There have been some important glimmers of resistance to this disastrous state of affairs, but they have so far been on a small scale: meat workers refusing to start work in Melbourne without management implementing health measures, Spotless cleaning workers refusing to work after an outbreak, and call centre workers organising for safer working conditions. Union membership has reportedly increased overall during this pandemic, evidence that unions are still the organisations to which workers turn when their economic wellbeing is under threat.
But among those in a position to wage a serious campaign – for properly implemented public health measures, for economic resources to keep workers out of poverty rather than corporations afloat, and to fight for decent social services including for the elderly – there has been a massive failure of leadership.
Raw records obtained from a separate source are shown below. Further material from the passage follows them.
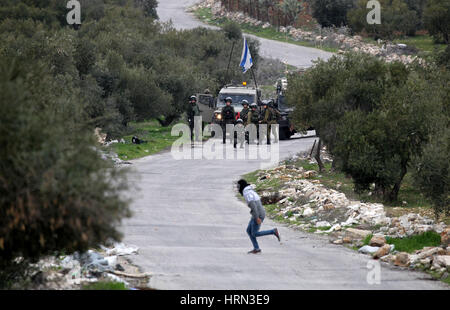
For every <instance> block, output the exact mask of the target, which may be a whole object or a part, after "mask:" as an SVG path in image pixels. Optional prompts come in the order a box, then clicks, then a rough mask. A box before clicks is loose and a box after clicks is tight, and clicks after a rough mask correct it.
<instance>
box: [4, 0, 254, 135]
mask: <svg viewBox="0 0 450 310" xmlns="http://www.w3.org/2000/svg"><path fill="white" fill-rule="evenodd" d="M2 4H4V6H2V10H3V11H4V13H2V12H3V11H0V29H1V30H2V31H1V33H0V55H1V56H2V57H18V58H19V59H20V60H21V61H27V62H28V61H33V62H38V63H43V64H46V65H47V66H48V67H49V68H51V72H52V74H53V75H54V76H55V78H58V76H65V77H66V78H68V79H70V80H71V86H72V87H74V88H76V89H77V90H76V92H77V93H78V94H79V96H80V99H81V102H80V103H81V104H83V105H84V108H85V112H86V114H87V115H88V116H89V117H90V118H91V125H92V126H93V127H101V128H103V129H104V131H105V132H107V133H108V138H113V137H118V136H120V135H121V132H122V131H124V129H125V128H126V126H128V123H129V122H131V121H134V120H147V119H151V118H157V119H159V120H165V121H163V122H162V123H163V124H164V125H165V126H167V125H169V124H170V123H171V122H173V121H174V120H176V119H179V118H180V117H181V116H182V115H183V113H184V111H185V109H186V104H185V102H186V98H188V97H189V96H190V95H192V94H193V93H196V92H198V91H200V90H203V89H206V88H208V89H210V90H211V91H212V92H213V93H214V92H216V91H218V89H220V87H221V86H223V85H224V84H226V83H229V82H230V81H235V82H241V81H242V80H249V79H250V78H249V77H250V73H248V75H247V76H243V75H242V73H241V71H240V69H239V67H238V66H237V65H236V66H232V68H231V70H230V71H229V75H228V76H225V72H226V68H227V63H228V59H229V53H230V47H231V45H232V44H231V43H232V41H233V40H236V39H238V38H240V37H241V32H240V30H239V29H238V31H236V27H234V30H233V26H230V27H229V28H228V29H226V31H225V32H222V31H212V30H207V29H202V28H198V29H193V30H188V31H176V30H175V29H173V28H172V27H171V26H170V25H164V26H161V25H160V24H158V23H156V22H155V21H154V18H156V11H155V8H156V5H157V2H156V1H154V0H135V1H134V5H130V3H129V1H113V0H95V1H90V0H89V1H88V0H84V1H83V2H82V7H83V20H82V25H81V28H80V30H78V31H74V30H73V29H71V27H68V26H67V24H66V21H65V15H64V19H62V20H60V14H61V12H63V13H64V12H65V13H66V11H67V9H66V8H65V6H63V11H60V9H61V3H60V2H58V1H56V0H49V1H38V2H37V3H36V2H33V1H25V2H24V3H23V4H22V6H24V5H25V6H27V8H23V7H20V8H19V9H18V8H17V6H18V4H16V3H15V2H13V1H7V0H3V1H2ZM27 10H30V13H27V12H28V11H27ZM35 11H36V12H41V11H42V12H44V13H45V14H47V15H49V16H52V17H53V19H45V18H43V17H42V18H41V15H42V14H44V13H42V12H41V13H42V14H41V13H39V14H41V15H39V14H37V13H36V14H35V13H33V12H35ZM11 12H12V13H11ZM14 12H17V14H16V13H14ZM13 13H14V14H13ZM19 13H20V14H19ZM2 14H3V15H2ZM2 16H3V17H2ZM6 17H8V18H6ZM237 43H238V44H239V43H240V42H237ZM249 45H250V50H251V52H252V56H253V60H254V62H255V67H254V69H256V68H257V66H258V60H259V57H258V48H259V47H258V42H257V41H255V40H249ZM237 50H240V49H236V51H235V53H233V57H232V63H235V64H237V63H239V59H240V53H239V52H237Z"/></svg>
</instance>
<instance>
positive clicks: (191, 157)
mask: <svg viewBox="0 0 450 310" xmlns="http://www.w3.org/2000/svg"><path fill="white" fill-rule="evenodd" d="M224 129H225V130H224ZM278 130H279V125H278V124H274V125H270V127H269V126H268V125H266V124H260V125H259V126H256V125H254V124H250V125H247V126H244V125H243V124H236V125H234V124H227V125H226V126H225V128H224V127H222V126H221V125H219V124H208V125H206V126H205V128H203V129H202V117H201V116H196V117H195V118H194V126H193V128H192V131H193V133H194V139H193V140H191V127H189V126H188V125H186V124H176V125H175V126H174V127H173V128H172V132H171V135H172V136H174V137H177V136H179V137H180V138H179V139H177V140H176V141H175V142H174V143H173V144H172V148H171V155H172V158H173V159H175V160H245V161H251V160H254V161H258V162H259V163H260V166H261V169H264V168H268V167H270V166H273V165H276V164H278V163H279V161H280V145H279V142H278V139H275V137H276V135H277V134H278V132H279V131H278ZM180 134H181V136H180ZM224 134H225V143H223V141H224V139H223V135H224ZM268 134H269V135H271V139H270V140H271V143H270V144H268V143H267V142H268V141H267V140H268V139H267V135H268ZM212 135H214V137H212ZM204 137H206V138H209V139H207V140H206V141H203V140H204V139H203V138H204Z"/></svg>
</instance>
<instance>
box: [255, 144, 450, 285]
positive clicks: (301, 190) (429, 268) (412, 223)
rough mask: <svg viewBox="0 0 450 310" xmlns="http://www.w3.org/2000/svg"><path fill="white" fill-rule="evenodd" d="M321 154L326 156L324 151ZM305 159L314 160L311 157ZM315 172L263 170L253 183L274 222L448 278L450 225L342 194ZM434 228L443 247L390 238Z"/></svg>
mask: <svg viewBox="0 0 450 310" xmlns="http://www.w3.org/2000/svg"><path fill="white" fill-rule="evenodd" d="M322 158H325V160H327V159H328V158H327V157H326V154H324V153H323V152H322ZM304 159H305V160H310V159H309V158H307V155H305V156H304ZM288 162H295V160H294V161H288ZM310 163H313V161H311V162H310ZM316 176H317V171H315V170H310V171H307V170H305V169H304V168H302V167H298V166H296V165H294V164H292V165H291V164H283V165H281V166H278V167H276V168H274V169H270V170H261V171H259V172H258V173H257V174H256V178H257V180H256V182H254V184H253V186H255V189H256V190H257V191H258V192H259V194H260V196H261V200H262V202H263V204H264V205H266V207H267V208H268V210H269V213H270V214H271V217H272V218H275V219H276V220H281V221H283V222H287V223H289V224H290V226H291V227H293V228H296V229H300V230H304V231H308V232H314V233H318V234H324V235H328V236H329V240H330V242H332V243H334V244H336V245H343V246H348V247H351V248H354V249H355V250H356V249H357V250H358V251H359V252H360V253H362V254H367V255H372V256H373V258H374V259H379V260H381V261H383V262H387V263H391V264H393V265H396V266H401V267H410V268H415V269H420V270H426V271H430V272H432V273H434V274H435V275H436V277H439V278H442V279H448V277H449V272H450V247H449V244H450V227H448V226H447V225H446V224H445V223H444V222H439V223H436V222H435V221H434V220H433V219H432V218H430V217H427V216H423V215H421V214H418V213H407V214H404V215H401V216H391V215H390V214H389V212H386V208H385V206H384V205H383V204H380V203H365V202H360V201H354V200H350V199H348V198H347V197H346V195H345V194H344V193H341V192H339V191H337V190H334V189H330V188H327V187H325V186H324V185H323V184H321V181H320V179H317V178H316ZM271 185H273V186H271ZM337 187H338V188H339V184H338V186H337ZM430 231H434V232H436V233H437V234H440V236H441V245H440V246H434V247H424V248H423V249H419V250H417V251H415V252H413V253H406V252H399V251H397V250H396V249H395V246H394V245H393V244H388V242H387V239H389V238H408V237H412V236H418V235H421V234H423V233H425V232H430ZM369 238H370V239H369ZM447 281H448V280H447Z"/></svg>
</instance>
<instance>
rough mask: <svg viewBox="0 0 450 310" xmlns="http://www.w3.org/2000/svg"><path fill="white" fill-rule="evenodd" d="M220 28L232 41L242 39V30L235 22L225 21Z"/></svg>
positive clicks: (230, 39)
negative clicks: (221, 28) (225, 22)
mask: <svg viewBox="0 0 450 310" xmlns="http://www.w3.org/2000/svg"><path fill="white" fill-rule="evenodd" d="M222 30H223V31H224V32H225V36H226V37H227V38H228V39H230V40H232V41H233V40H236V41H237V40H240V39H242V30H241V28H240V27H239V25H238V24H237V23H235V22H231V21H230V22H227V23H226V24H225V25H224V26H223V29H222Z"/></svg>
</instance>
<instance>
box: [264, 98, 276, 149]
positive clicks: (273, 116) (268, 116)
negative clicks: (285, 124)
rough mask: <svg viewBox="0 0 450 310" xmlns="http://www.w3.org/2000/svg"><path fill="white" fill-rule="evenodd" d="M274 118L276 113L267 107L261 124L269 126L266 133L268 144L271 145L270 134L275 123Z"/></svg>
mask: <svg viewBox="0 0 450 310" xmlns="http://www.w3.org/2000/svg"><path fill="white" fill-rule="evenodd" d="M273 117H274V112H273V111H272V109H271V108H270V107H269V106H267V108H265V110H264V111H263V119H262V121H261V124H266V125H267V132H266V134H267V144H270V132H271V127H272V124H273V122H274V120H273ZM275 122H276V121H275Z"/></svg>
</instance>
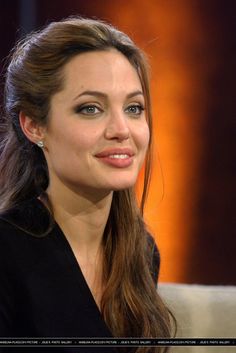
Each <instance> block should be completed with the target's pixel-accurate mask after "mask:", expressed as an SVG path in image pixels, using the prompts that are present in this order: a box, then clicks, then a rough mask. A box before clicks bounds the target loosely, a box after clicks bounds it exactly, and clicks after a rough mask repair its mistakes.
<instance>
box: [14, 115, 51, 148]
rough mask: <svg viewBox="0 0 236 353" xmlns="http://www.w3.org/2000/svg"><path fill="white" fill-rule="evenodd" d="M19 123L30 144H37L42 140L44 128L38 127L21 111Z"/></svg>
mask: <svg viewBox="0 0 236 353" xmlns="http://www.w3.org/2000/svg"><path fill="white" fill-rule="evenodd" d="M19 121H20V126H21V129H22V131H23V132H24V134H25V136H26V137H27V138H28V139H29V140H30V141H31V142H33V143H37V142H38V141H42V140H43V139H44V137H45V126H42V125H40V124H39V123H38V122H36V121H35V120H33V119H32V118H30V117H29V116H27V115H25V113H24V112H22V111H21V112H20V114H19Z"/></svg>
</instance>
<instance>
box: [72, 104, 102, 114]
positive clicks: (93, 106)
mask: <svg viewBox="0 0 236 353" xmlns="http://www.w3.org/2000/svg"><path fill="white" fill-rule="evenodd" d="M76 113H79V114H83V115H96V114H99V113H101V109H100V108H98V107H97V106H96V105H92V104H90V105H83V106H81V107H78V108H77V109H76Z"/></svg>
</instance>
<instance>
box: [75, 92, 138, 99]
mask: <svg viewBox="0 0 236 353" xmlns="http://www.w3.org/2000/svg"><path fill="white" fill-rule="evenodd" d="M138 95H141V96H143V92H142V91H140V90H137V91H134V92H131V93H129V94H127V96H126V98H128V99H129V98H133V97H136V96H138ZM82 96H95V97H101V98H107V94H106V93H103V92H100V91H84V92H82V93H80V94H79V95H78V96H76V97H75V98H74V100H75V99H77V98H79V97H82Z"/></svg>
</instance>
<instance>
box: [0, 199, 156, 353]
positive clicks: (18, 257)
mask: <svg viewBox="0 0 236 353" xmlns="http://www.w3.org/2000/svg"><path fill="white" fill-rule="evenodd" d="M49 222H50V215H49V212H48V210H47V209H46V207H45V206H44V205H43V204H42V203H41V201H39V200H38V199H37V198H35V199H32V200H30V201H27V202H25V203H24V204H23V205H22V206H21V207H18V208H15V209H14V210H12V211H10V212H8V213H6V214H5V215H1V216H0V337H111V336H112V335H111V332H110V331H109V329H108V327H107V326H106V324H105V322H104V320H103V318H102V316H101V313H100V311H99V309H98V307H97V305H96V302H95V300H94V298H93V295H92V293H91V291H90V289H89V287H88V285H87V283H86V280H85V278H84V276H83V274H82V272H81V269H80V267H79V265H78V262H77V260H76V258H75V256H74V254H73V251H72V249H71V247H70V245H69V243H68V241H67V239H66V237H65V235H64V234H63V232H62V230H61V229H60V227H59V226H58V225H57V224H56V223H55V224H53V226H52V229H51V231H50V232H49V233H48V234H47V235H46V236H40V235H38V236H37V234H42V232H44V231H45V230H46V229H47V228H48V225H49ZM14 224H16V225H17V226H15V225H14ZM21 228H22V229H21ZM27 230H28V232H27ZM30 233H34V234H36V236H32V235H31V234H30ZM150 239H151V240H150V241H152V242H153V240H152V238H150ZM152 261H153V271H152V272H153V273H152V274H153V278H154V280H155V281H156V280H157V276H158V270H159V253H158V251H157V248H156V247H155V251H154V254H153V259H152ZM39 349H40V352H41V351H42V348H39ZM90 350H91V349H90ZM90 350H89V349H87V350H86V348H83V349H81V348H60V349H58V348H57V349H56V351H60V352H90ZM5 351H7V350H6V348H5V350H3V349H1V348H0V352H5ZM24 351H25V348H24ZM29 351H30V352H31V351H32V349H30V350H29ZM43 351H44V352H46V349H43ZM91 351H92V352H95V351H96V352H113V350H112V349H111V348H107V349H105V348H104V347H102V348H100V349H99V348H96V349H95V348H93V349H92V350H91ZM10 352H12V348H11V350H10ZM17 352H19V350H17ZM50 352H52V348H51V349H50Z"/></svg>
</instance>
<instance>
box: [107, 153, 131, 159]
mask: <svg viewBox="0 0 236 353" xmlns="http://www.w3.org/2000/svg"><path fill="white" fill-rule="evenodd" d="M109 157H110V158H121V159H125V158H129V156H128V155H127V154H111V155H109Z"/></svg>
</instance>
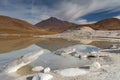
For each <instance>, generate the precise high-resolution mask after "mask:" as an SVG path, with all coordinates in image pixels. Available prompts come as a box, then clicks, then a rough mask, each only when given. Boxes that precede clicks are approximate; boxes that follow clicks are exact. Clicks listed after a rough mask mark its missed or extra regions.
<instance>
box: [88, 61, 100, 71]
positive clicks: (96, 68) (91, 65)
mask: <svg viewBox="0 0 120 80" xmlns="http://www.w3.org/2000/svg"><path fill="white" fill-rule="evenodd" d="M100 68H101V65H100V63H99V62H94V63H93V64H92V65H91V66H90V70H92V71H95V70H97V69H100Z"/></svg>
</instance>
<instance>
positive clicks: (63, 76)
mask: <svg viewBox="0 0 120 80" xmlns="http://www.w3.org/2000/svg"><path fill="white" fill-rule="evenodd" d="M42 53H43V52H42ZM119 53H120V45H117V44H115V45H111V46H109V47H108V48H107V49H101V48H98V47H95V46H91V45H74V46H70V47H66V48H62V49H58V50H56V51H53V52H50V54H54V55H58V56H61V57H64V58H70V57H71V58H72V57H74V58H78V59H79V60H82V61H84V62H86V65H81V66H77V67H71V68H60V69H51V68H50V67H49V66H47V67H42V65H41V66H34V67H33V68H32V69H31V71H34V73H33V74H31V75H25V76H20V77H18V78H17V79H15V80H80V79H82V80H113V79H114V80H119V79H120V77H119V76H120V73H119V70H120V64H119V61H120V59H119V57H120V54H119ZM32 54H33V53H32ZM32 54H31V53H30V54H26V55H24V56H23V57H20V58H19V59H18V60H15V61H14V62H12V64H9V65H10V68H9V65H8V66H7V67H8V68H9V70H10V69H14V65H16V66H15V67H18V68H21V67H22V66H25V65H27V64H30V63H31V62H33V60H32V61H31V60H30V58H32V57H34V58H35V59H37V58H38V57H39V56H41V55H42V54H41V52H40V53H39V52H38V53H34V54H33V55H34V56H32ZM43 54H44V53H43ZM27 56H30V57H29V59H27ZM18 61H19V63H18ZM87 61H90V63H88V62H87ZM23 62H25V63H26V64H24V65H23ZM13 63H14V64H13ZM17 64H19V65H17ZM20 64H22V65H20ZM81 64H82V63H81ZM19 66H20V67H19ZM8 68H7V69H8ZM11 71H13V70H11ZM16 71H17V70H16ZM11 73H12V72H9V73H8V72H7V74H8V75H9V74H11Z"/></svg>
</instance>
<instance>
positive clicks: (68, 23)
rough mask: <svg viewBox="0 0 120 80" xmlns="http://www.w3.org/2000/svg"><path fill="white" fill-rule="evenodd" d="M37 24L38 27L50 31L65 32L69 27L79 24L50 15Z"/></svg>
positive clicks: (69, 27)
mask: <svg viewBox="0 0 120 80" xmlns="http://www.w3.org/2000/svg"><path fill="white" fill-rule="evenodd" d="M35 26H37V27H38V28H41V29H47V30H50V31H57V32H63V31H65V30H67V29H70V28H72V27H74V26H77V24H74V23H70V22H67V21H62V20H60V19H57V18H55V17H50V18H49V19H47V20H43V21H41V22H39V23H37V24H36V25H35Z"/></svg>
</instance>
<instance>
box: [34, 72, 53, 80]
mask: <svg viewBox="0 0 120 80" xmlns="http://www.w3.org/2000/svg"><path fill="white" fill-rule="evenodd" d="M52 78H53V76H52V75H50V74H44V73H37V74H35V75H34V76H33V78H32V80H51V79H52Z"/></svg>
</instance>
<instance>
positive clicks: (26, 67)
mask: <svg viewBox="0 0 120 80" xmlns="http://www.w3.org/2000/svg"><path fill="white" fill-rule="evenodd" d="M78 44H80V45H81V44H85V45H93V46H97V47H100V48H107V47H108V46H109V45H111V44H120V43H119V42H107V41H104V42H103V41H89V40H83V41H68V40H65V39H47V38H32V37H0V66H2V65H4V64H7V63H9V62H11V61H13V60H15V59H17V58H19V57H20V56H22V55H24V54H27V53H30V52H33V51H36V50H41V49H46V52H45V54H43V55H41V56H40V57H39V58H38V59H37V60H36V61H34V62H33V63H31V64H29V65H27V66H24V67H22V68H21V69H19V70H18V71H17V73H15V74H11V75H3V74H0V80H1V78H3V77H4V80H14V79H15V80H16V79H17V78H19V77H20V76H23V75H27V74H31V73H34V72H32V71H31V68H32V67H34V66H43V67H48V66H49V67H50V68H51V69H53V70H55V69H61V68H68V67H77V66H80V65H85V64H86V62H87V63H91V62H90V61H86V62H84V61H81V60H79V59H77V58H74V57H68V58H66V57H61V56H58V55H54V54H51V51H55V50H57V49H60V48H64V47H68V46H73V45H78Z"/></svg>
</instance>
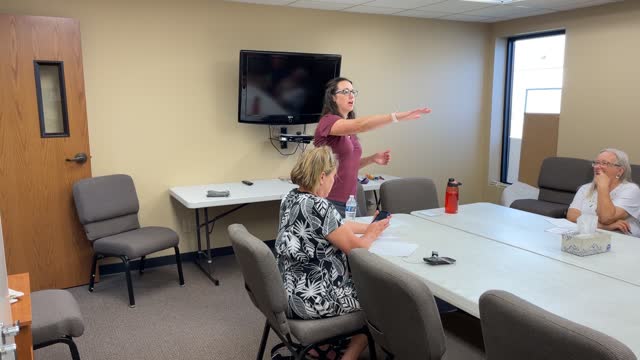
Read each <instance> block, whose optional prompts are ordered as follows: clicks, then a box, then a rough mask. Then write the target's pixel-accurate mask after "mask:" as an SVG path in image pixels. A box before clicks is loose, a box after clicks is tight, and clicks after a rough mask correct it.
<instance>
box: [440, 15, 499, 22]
mask: <svg viewBox="0 0 640 360" xmlns="http://www.w3.org/2000/svg"><path fill="white" fill-rule="evenodd" d="M440 19H441V20H452V21H469V22H480V21H484V22H487V21H492V20H493V21H495V20H496V19H498V18H495V17H489V16H473V15H466V14H453V15H447V16H443V17H441V18H440Z"/></svg>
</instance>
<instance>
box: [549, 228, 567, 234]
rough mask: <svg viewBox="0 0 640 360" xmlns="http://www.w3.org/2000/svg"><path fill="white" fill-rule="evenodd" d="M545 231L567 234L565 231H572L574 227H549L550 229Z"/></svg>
mask: <svg viewBox="0 0 640 360" xmlns="http://www.w3.org/2000/svg"><path fill="white" fill-rule="evenodd" d="M545 231H546V232H550V233H552V234H565V233H568V232H572V231H573V229H569V228H558V227H555V228H549V229H547V230H545Z"/></svg>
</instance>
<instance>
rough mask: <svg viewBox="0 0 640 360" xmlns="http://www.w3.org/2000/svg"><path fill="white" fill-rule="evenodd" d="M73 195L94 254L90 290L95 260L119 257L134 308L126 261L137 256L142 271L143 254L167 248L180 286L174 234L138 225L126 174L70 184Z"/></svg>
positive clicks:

The ACTU heads have spent most of the pandemic cosying up to industrial relations minister Christian Porter, and now are bogged down in negotiations the end goal of which is to give union and business blessing to a new wave of neoliberal industrial relations “reforms”.
The other side, of course, is not letting a good crisis go to waste. Under the cover of the pandemic, prime minister Scott Morrison has boosted the power of the highly secretive national COVID-19 commission, a body loaded with powerful business people whose only qualifications are making money but who have nevertheless been appointed to give advice on the biggest public health challenge in 100 years.
Morrison recently announced that this commission will no longer be an “external agency” but will “work within government and ... form part of the cabinet deliberative processes”. Never mind that these businesspeople have not been elected by anyone, and that their “deliberations” will be secret. In classic neoliberal style, this assault on democratic process – not to mention good sense – was labelled an “important innovation” by Morrison.
We need an alternative to this madness. Neoliberal capitalist logic was objectionable enough when it was making life more expensive, services shoddier and working conditions worse. Now it is killing people who should be protected. The system needs to go.